- Je crois avoir compris que la philosophie est vue comme une sorte de socle qui forme la pensée et permet d’aborder d’autres disciplines. L’équivalent des mathématiques pour les ingénieurs. Raymond Aron, Émile Durkheim et Claude Lévi-Strauss, par exemple, étaient des philosophes.
- Le travail du philosophe semble être un travail de raisonnement solitaire. Il part de textes et en fait des développements subtils. Un peu comme un mudicien de Jazz. Ces développements suivent sûrement des règles précises : l’amateur sait les apprécier. Mais ces règles ne sont pas celles de la science, qui veut que tout raisonnement tienne compte d’autres résultats scientifiques, et que toute prédiction puisse être testée.

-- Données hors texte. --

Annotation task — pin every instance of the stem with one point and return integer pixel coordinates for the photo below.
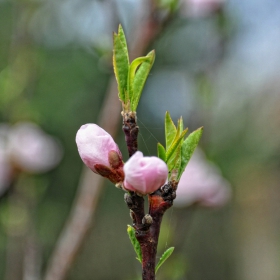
(130, 130)
(147, 233)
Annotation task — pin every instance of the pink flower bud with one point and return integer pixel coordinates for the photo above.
(99, 152)
(144, 174)
(202, 183)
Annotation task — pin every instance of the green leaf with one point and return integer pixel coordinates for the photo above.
(123, 39)
(121, 63)
(132, 70)
(175, 144)
(161, 152)
(134, 242)
(170, 130)
(175, 161)
(164, 257)
(188, 148)
(180, 125)
(140, 79)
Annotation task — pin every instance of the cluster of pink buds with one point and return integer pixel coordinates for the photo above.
(101, 154)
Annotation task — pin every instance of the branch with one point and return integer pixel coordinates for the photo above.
(90, 186)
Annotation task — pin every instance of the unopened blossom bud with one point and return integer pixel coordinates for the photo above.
(202, 183)
(99, 152)
(144, 175)
(30, 149)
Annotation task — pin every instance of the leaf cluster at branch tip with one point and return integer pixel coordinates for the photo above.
(131, 78)
(178, 150)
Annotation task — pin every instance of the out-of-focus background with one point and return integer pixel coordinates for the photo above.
(217, 64)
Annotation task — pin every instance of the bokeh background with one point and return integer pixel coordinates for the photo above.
(217, 64)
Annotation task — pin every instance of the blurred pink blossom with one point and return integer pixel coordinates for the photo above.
(200, 8)
(202, 183)
(95, 147)
(30, 149)
(144, 174)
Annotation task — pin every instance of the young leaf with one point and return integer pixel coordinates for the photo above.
(132, 70)
(123, 39)
(180, 125)
(175, 160)
(188, 148)
(170, 131)
(175, 144)
(161, 152)
(140, 79)
(134, 242)
(121, 63)
(164, 257)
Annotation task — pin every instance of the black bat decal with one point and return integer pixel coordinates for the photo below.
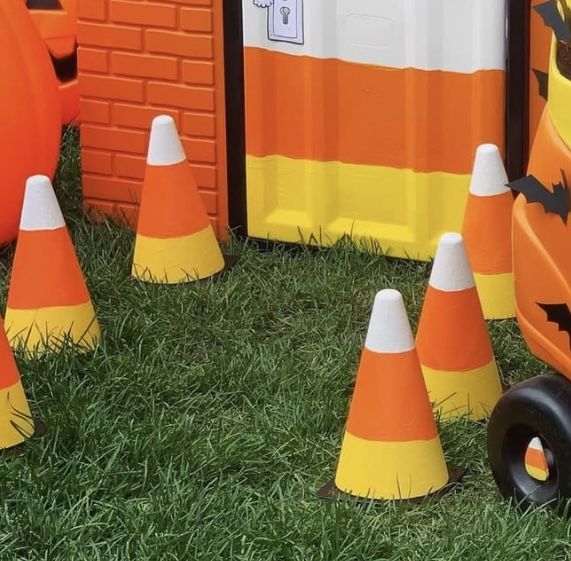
(542, 82)
(555, 202)
(552, 18)
(559, 314)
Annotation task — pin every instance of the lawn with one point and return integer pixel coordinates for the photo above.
(203, 426)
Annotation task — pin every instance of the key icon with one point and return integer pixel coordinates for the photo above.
(285, 12)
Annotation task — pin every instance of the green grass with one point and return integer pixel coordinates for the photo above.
(203, 426)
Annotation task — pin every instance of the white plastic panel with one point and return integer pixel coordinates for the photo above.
(451, 35)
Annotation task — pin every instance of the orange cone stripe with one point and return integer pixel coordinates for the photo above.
(170, 204)
(487, 233)
(9, 374)
(385, 382)
(37, 280)
(452, 333)
(378, 129)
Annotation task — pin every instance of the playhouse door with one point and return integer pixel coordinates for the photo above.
(362, 116)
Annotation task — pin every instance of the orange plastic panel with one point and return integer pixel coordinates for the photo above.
(542, 245)
(540, 43)
(29, 112)
(138, 60)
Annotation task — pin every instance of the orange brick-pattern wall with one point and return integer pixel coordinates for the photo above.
(138, 59)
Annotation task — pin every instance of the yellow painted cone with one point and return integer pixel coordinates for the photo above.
(391, 449)
(487, 233)
(175, 241)
(453, 342)
(48, 301)
(536, 463)
(16, 423)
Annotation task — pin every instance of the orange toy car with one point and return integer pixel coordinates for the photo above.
(538, 412)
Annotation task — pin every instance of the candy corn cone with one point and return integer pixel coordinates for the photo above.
(175, 240)
(48, 301)
(16, 423)
(391, 448)
(487, 233)
(453, 342)
(536, 463)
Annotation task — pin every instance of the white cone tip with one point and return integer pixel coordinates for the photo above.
(451, 271)
(535, 444)
(165, 147)
(41, 209)
(389, 328)
(489, 177)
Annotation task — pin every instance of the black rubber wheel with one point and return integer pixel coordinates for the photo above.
(540, 407)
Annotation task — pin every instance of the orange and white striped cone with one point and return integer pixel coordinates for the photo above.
(175, 241)
(391, 449)
(48, 302)
(535, 461)
(16, 422)
(453, 342)
(487, 233)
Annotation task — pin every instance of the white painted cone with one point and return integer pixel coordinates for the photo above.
(451, 271)
(41, 209)
(165, 147)
(489, 177)
(389, 328)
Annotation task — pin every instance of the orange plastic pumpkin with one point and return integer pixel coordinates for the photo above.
(30, 114)
(57, 22)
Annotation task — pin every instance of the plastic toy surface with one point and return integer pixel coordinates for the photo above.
(57, 22)
(162, 58)
(542, 235)
(29, 112)
(529, 435)
(363, 120)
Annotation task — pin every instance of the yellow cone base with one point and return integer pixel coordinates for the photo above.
(471, 394)
(16, 423)
(45, 330)
(497, 295)
(390, 470)
(177, 260)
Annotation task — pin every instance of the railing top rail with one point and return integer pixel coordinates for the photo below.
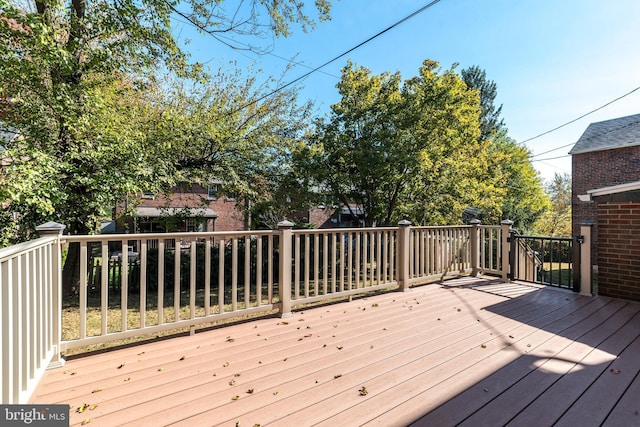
(495, 227)
(20, 248)
(439, 227)
(559, 239)
(341, 230)
(165, 236)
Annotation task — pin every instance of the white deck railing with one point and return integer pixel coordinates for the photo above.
(134, 285)
(30, 315)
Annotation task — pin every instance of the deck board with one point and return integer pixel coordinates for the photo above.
(470, 351)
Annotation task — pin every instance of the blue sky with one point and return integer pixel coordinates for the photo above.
(552, 60)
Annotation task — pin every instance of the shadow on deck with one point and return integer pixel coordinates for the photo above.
(470, 351)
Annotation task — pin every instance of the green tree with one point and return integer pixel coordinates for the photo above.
(70, 68)
(491, 124)
(58, 59)
(399, 149)
(556, 221)
(518, 183)
(524, 199)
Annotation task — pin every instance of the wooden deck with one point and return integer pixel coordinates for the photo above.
(467, 352)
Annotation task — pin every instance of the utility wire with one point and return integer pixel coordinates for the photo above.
(551, 158)
(575, 120)
(307, 74)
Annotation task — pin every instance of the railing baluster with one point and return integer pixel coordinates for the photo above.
(192, 280)
(83, 290)
(176, 280)
(161, 264)
(234, 274)
(259, 270)
(247, 271)
(221, 246)
(208, 242)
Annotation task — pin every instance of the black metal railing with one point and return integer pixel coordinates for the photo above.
(544, 260)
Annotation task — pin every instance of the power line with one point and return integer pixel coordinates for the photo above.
(551, 158)
(575, 120)
(307, 74)
(248, 47)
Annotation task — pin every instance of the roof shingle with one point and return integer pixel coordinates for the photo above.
(609, 134)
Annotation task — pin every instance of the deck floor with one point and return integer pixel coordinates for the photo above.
(469, 351)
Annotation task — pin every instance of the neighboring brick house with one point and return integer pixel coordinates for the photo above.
(606, 192)
(195, 208)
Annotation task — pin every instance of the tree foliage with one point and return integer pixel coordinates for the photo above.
(523, 196)
(74, 80)
(409, 148)
(556, 221)
(491, 124)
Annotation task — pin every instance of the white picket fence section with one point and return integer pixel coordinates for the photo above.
(30, 315)
(170, 281)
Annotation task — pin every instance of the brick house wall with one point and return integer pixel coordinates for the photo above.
(619, 249)
(229, 217)
(598, 169)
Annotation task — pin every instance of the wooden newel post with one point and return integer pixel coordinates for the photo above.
(284, 281)
(475, 246)
(404, 237)
(586, 281)
(45, 230)
(506, 268)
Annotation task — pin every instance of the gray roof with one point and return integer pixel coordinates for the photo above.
(616, 133)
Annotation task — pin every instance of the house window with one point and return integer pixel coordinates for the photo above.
(191, 225)
(212, 192)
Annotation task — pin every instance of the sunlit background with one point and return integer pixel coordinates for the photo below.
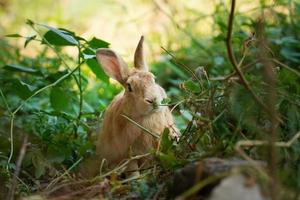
(163, 22)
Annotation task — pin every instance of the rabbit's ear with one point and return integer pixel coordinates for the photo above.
(139, 58)
(113, 65)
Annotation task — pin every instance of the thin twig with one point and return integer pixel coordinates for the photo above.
(5, 101)
(184, 66)
(269, 77)
(285, 66)
(234, 62)
(63, 174)
(13, 185)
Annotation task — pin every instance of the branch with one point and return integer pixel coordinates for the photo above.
(13, 185)
(234, 62)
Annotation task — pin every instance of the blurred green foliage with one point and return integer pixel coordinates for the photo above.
(60, 99)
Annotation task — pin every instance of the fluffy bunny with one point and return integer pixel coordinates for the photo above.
(119, 138)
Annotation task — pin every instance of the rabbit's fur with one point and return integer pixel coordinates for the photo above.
(119, 138)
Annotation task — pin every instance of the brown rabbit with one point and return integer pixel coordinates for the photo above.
(141, 99)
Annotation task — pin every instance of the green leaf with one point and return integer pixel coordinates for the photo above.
(168, 160)
(191, 86)
(59, 37)
(29, 22)
(29, 39)
(58, 99)
(23, 89)
(96, 43)
(98, 71)
(88, 56)
(13, 35)
(20, 68)
(166, 100)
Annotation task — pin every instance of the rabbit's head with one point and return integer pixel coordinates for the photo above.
(142, 95)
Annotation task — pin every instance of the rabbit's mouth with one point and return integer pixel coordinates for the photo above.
(156, 109)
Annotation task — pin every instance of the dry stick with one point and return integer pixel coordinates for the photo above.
(184, 66)
(124, 164)
(285, 66)
(234, 62)
(13, 185)
(269, 77)
(198, 186)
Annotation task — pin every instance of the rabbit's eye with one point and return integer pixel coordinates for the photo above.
(129, 87)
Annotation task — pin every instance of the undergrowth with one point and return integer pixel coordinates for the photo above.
(58, 101)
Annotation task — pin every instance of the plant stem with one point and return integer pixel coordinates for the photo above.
(234, 62)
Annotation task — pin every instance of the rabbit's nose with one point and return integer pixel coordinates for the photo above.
(150, 101)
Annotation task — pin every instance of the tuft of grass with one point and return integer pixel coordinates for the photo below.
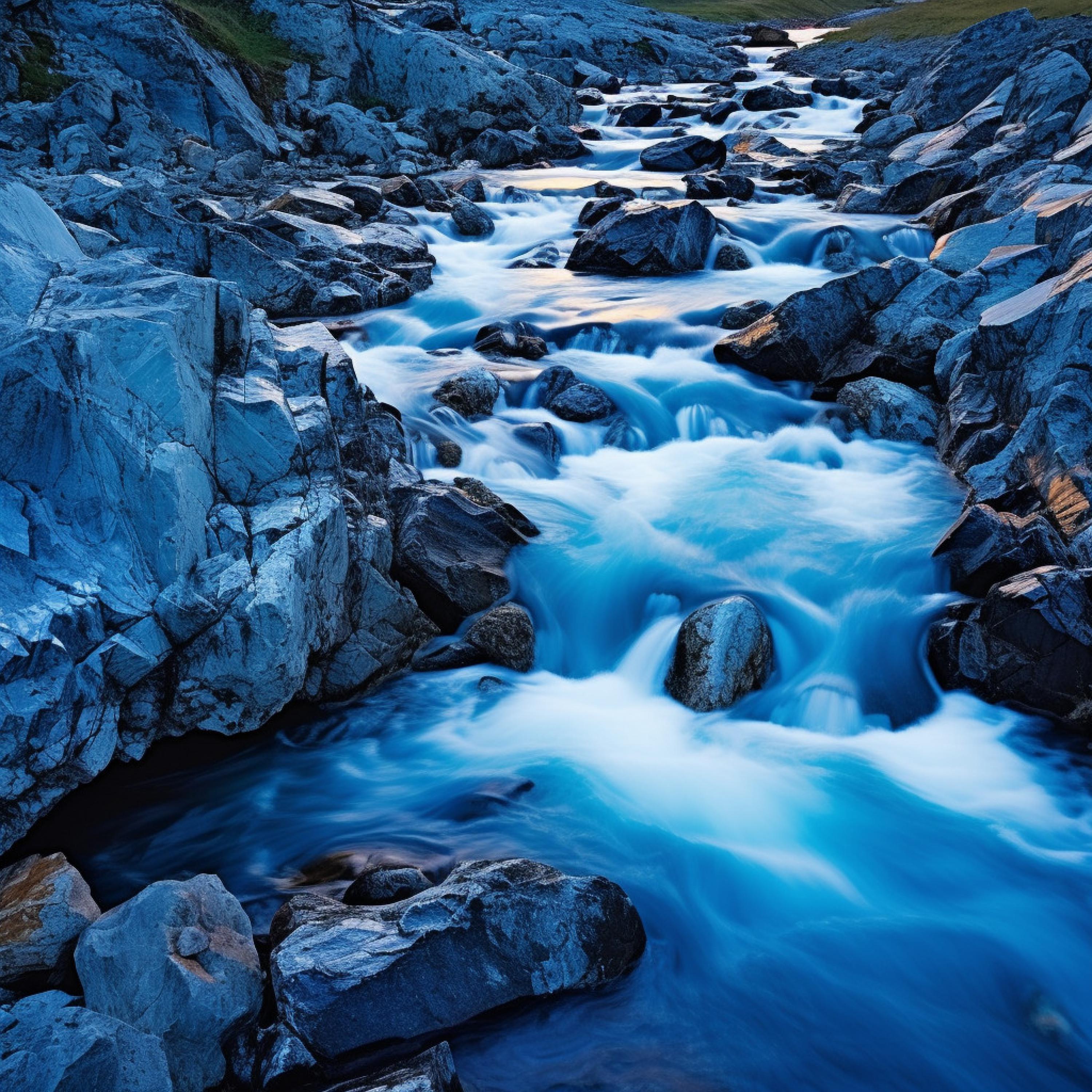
(798, 12)
(935, 18)
(245, 36)
(39, 81)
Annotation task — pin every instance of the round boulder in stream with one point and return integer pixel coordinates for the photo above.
(724, 651)
(494, 932)
(684, 154)
(647, 240)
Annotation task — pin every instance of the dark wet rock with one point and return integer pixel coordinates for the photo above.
(743, 315)
(647, 240)
(684, 154)
(472, 393)
(513, 340)
(763, 35)
(401, 191)
(385, 884)
(177, 961)
(599, 208)
(640, 115)
(45, 905)
(724, 651)
(985, 546)
(50, 1043)
(432, 1072)
(448, 454)
(541, 436)
(775, 98)
(731, 257)
(571, 400)
(450, 551)
(470, 219)
(1029, 644)
(891, 411)
(800, 339)
(491, 934)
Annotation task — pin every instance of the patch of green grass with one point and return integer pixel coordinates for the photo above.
(933, 18)
(799, 12)
(39, 81)
(244, 35)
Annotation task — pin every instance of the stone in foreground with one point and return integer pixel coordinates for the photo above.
(45, 905)
(1029, 644)
(724, 651)
(48, 1043)
(647, 240)
(491, 934)
(177, 961)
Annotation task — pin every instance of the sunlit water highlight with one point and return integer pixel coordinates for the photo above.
(831, 905)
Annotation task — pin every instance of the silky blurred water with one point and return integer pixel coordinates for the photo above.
(850, 882)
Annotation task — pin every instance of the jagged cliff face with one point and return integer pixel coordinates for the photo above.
(195, 515)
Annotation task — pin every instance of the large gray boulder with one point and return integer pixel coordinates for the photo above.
(176, 961)
(647, 240)
(491, 934)
(1029, 644)
(724, 651)
(45, 905)
(891, 411)
(50, 1043)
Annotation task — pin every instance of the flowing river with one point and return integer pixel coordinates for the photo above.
(850, 882)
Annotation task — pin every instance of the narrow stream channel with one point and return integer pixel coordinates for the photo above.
(831, 905)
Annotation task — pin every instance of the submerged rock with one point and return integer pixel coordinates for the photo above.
(176, 961)
(492, 933)
(50, 1043)
(45, 905)
(724, 651)
(1029, 644)
(647, 240)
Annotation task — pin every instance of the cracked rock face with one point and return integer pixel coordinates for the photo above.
(176, 961)
(492, 933)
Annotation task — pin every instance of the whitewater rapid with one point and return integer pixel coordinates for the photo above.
(850, 881)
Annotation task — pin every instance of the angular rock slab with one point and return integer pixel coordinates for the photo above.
(51, 1044)
(45, 905)
(177, 961)
(492, 933)
(724, 651)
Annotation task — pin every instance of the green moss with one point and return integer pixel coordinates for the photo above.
(933, 18)
(39, 81)
(244, 35)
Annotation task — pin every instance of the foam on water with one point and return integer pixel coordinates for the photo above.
(831, 905)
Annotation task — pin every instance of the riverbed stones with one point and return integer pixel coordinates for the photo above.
(684, 154)
(176, 961)
(45, 905)
(724, 651)
(51, 1043)
(491, 934)
(891, 411)
(647, 240)
(1029, 644)
(472, 393)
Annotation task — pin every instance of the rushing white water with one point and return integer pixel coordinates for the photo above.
(831, 905)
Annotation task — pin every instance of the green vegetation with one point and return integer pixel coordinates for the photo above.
(245, 36)
(801, 12)
(39, 81)
(941, 17)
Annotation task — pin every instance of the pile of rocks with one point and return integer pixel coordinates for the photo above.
(177, 993)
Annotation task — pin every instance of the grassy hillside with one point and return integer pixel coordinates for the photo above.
(943, 17)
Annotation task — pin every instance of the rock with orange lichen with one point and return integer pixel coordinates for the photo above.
(45, 905)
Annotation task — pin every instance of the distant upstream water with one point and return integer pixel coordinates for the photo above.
(831, 906)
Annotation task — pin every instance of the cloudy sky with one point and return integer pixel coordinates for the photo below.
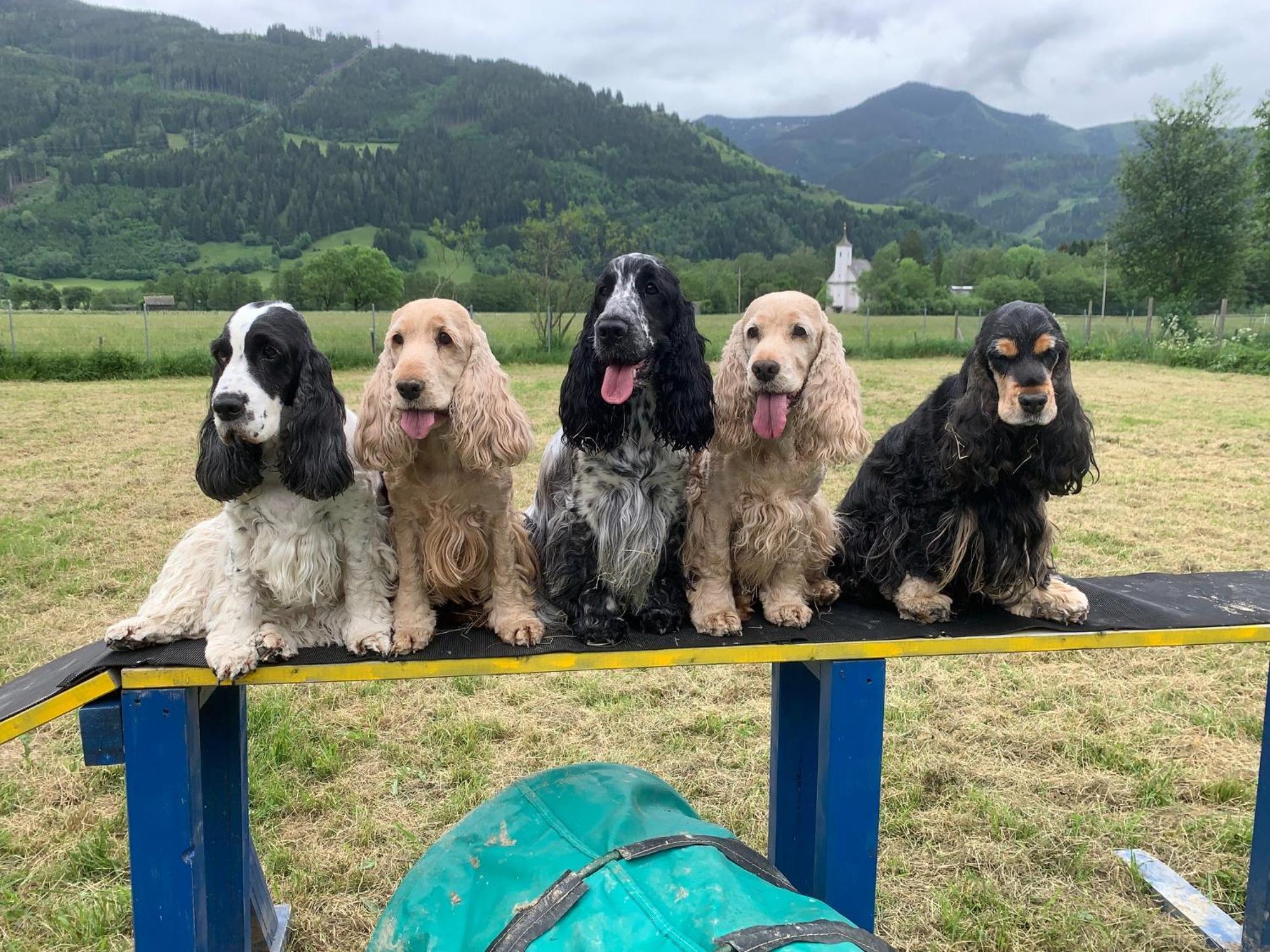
(1080, 62)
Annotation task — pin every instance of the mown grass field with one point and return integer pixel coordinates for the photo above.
(346, 332)
(1009, 781)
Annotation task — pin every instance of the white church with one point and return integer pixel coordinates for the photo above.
(844, 288)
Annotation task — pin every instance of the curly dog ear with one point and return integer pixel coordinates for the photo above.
(380, 444)
(490, 430)
(225, 472)
(830, 427)
(685, 408)
(733, 406)
(1067, 444)
(313, 455)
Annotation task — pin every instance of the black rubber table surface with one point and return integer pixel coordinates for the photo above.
(1144, 602)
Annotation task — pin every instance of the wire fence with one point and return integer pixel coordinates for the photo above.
(355, 334)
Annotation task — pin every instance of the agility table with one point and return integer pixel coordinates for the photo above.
(197, 884)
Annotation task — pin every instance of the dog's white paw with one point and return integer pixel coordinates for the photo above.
(719, 624)
(374, 639)
(231, 659)
(792, 615)
(525, 633)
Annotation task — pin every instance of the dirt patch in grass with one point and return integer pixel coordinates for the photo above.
(1009, 781)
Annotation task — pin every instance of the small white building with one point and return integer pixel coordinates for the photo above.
(844, 288)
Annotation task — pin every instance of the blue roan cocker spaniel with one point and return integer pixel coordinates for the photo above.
(609, 513)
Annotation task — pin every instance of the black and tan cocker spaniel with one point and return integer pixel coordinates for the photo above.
(609, 515)
(952, 502)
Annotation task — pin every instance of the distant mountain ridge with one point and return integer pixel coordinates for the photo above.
(920, 143)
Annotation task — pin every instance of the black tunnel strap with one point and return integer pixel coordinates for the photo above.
(821, 932)
(749, 860)
(542, 916)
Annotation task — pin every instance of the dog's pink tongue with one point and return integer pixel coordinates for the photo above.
(770, 414)
(417, 423)
(619, 383)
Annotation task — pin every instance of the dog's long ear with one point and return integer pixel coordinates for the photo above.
(685, 393)
(586, 420)
(380, 444)
(488, 428)
(735, 408)
(225, 472)
(313, 454)
(1067, 442)
(829, 426)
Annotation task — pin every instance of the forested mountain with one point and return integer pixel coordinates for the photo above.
(128, 139)
(1024, 175)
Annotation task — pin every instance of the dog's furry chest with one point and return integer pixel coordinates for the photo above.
(631, 499)
(294, 553)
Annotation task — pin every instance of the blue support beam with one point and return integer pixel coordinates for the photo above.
(102, 732)
(166, 821)
(826, 781)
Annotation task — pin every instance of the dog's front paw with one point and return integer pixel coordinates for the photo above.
(929, 610)
(660, 620)
(371, 639)
(231, 659)
(138, 633)
(276, 645)
(718, 624)
(609, 630)
(824, 592)
(793, 615)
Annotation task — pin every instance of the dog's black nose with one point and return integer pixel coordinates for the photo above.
(229, 407)
(766, 371)
(1033, 403)
(612, 331)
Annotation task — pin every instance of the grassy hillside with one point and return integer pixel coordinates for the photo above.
(144, 143)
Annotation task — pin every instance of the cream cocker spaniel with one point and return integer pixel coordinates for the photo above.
(439, 420)
(787, 408)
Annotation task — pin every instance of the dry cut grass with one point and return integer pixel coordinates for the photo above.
(1009, 781)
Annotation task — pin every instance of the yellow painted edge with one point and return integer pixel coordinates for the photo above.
(44, 713)
(725, 654)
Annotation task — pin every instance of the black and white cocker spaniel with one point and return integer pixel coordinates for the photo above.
(952, 502)
(300, 555)
(609, 513)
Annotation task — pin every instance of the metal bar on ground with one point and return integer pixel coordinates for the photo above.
(1257, 904)
(166, 821)
(849, 788)
(793, 772)
(1184, 901)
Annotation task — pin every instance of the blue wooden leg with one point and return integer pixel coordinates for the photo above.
(826, 781)
(196, 879)
(793, 772)
(1257, 906)
(849, 786)
(166, 821)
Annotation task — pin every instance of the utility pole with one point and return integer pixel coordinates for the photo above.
(1106, 253)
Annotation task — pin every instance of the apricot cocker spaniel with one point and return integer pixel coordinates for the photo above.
(952, 502)
(440, 421)
(787, 408)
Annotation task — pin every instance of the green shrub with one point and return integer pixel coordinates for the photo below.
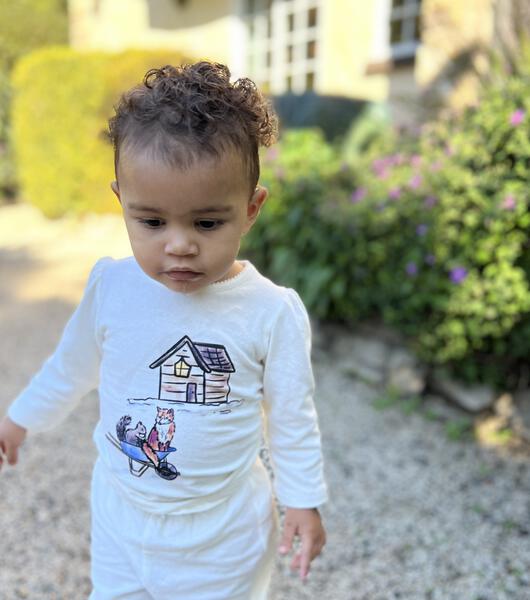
(62, 100)
(432, 238)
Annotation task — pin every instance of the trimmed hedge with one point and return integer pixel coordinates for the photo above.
(61, 102)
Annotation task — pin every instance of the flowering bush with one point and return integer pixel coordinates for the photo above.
(432, 237)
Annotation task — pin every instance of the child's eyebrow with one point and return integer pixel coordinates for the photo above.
(224, 209)
(207, 209)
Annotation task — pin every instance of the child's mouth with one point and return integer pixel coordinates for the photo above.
(183, 275)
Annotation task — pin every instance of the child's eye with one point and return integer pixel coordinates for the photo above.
(209, 224)
(151, 223)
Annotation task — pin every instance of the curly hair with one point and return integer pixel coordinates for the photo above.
(187, 112)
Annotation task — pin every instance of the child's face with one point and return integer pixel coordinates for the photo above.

Exemple : Traité de l’efficacité de François Jullien. Il donne une vision de la Chine caricaturale et partiale, qui ne correspond pas à ce qu’on peut en voir par ailleurs. Quant à La civilisation chinoise de Marcel Granet, qui semble demeurer un fondement de l’école sinologique française, un de ces critiques étrangers la traitait de « poésie ». Marcel Granet aurait rejeté tout autre moyen d’étude de la civilisation chinoise que les textes anciens (en particulier l’archéologie). - En regardant un texte d’introduction à Kant, j’en suis arrivé à la conclusion que ce n’était pas un texte d’introduction. En effet, on y développe une interprétation de l’œuvre de Kant qui n’est pas compréhensible sans études préalables. En fait, l’enseignement de la philosophie doit venir de la parole du maître. Une parole complexe, sans concession, que seuls quelques élus arrivent à pénétrer (ou à répéter ?). Je m’interroge. Est-ce que la philosophie telle qu’elle est enseignée en France est un savoir ? Ou est-ce un moyen de sélection ? Le moyen d’entrer dans un monde à part, celui de l’intellectuel ? Un monde qui, comme celui de la chevalerie, a des règles extrêmement complexes, qui n’ont qu’une relation lointaine avec son objectif apparent (la guerre pour la chevalerie) ? D’ailleurs, le philosophe n’a-t-il pas un langage propre ? Un langage précieux et recherché (il adore le « dès lors »), mais qui ne correspond à rien de ce qui a fait la gloire de la littérature française.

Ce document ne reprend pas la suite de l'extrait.